More patients are going to their GP and telling them what treatment they need based on information from apps and the internet, a survey has suggested.

A third of the UK physicians surveyed said patients would come with suggestions for what prescription they should receive.

Fewer than 5% of doctors felt it was helpful.

Major technology firms such as Apple and Samsung are investing heavily in tech that can monitor a user's health.

The survey of 330 UK physicians - 300 of them GPs - was carried out by Cello Health Insight, a medical market research firm.

"Doctors have witnessed an explosion in the quantity and quality of information now available to them and their patients via digital media and technology," said Dan Brilot, the company's digital director.

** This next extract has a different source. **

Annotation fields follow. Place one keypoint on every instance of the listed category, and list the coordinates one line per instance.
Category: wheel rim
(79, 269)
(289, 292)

"Consumers are increasingly seeking out information (and technological tools such as fitness and health apps) to provide as much information as possible before - and after - consultation."

Healthier apps

However, doctors were finding technology useful for their own needs. Specifically, Cello's survey said three-quarters of those surveyed turned to the internet for research on conditions.

Many GPs would also use the internet to share new information with colleagues.

While self-diagnosis was proving troublesome, most of those surveyed did advocate the use of technology for general monitoring.

More than half said apps designed to make sure treatment is taken or administered correctly are useful.

The NHS provides a service that suggests apps for patients that have been checked for accuracy.

The apps could help diabetics keep a check on their blood sugar and patients monitor their own blood pressure.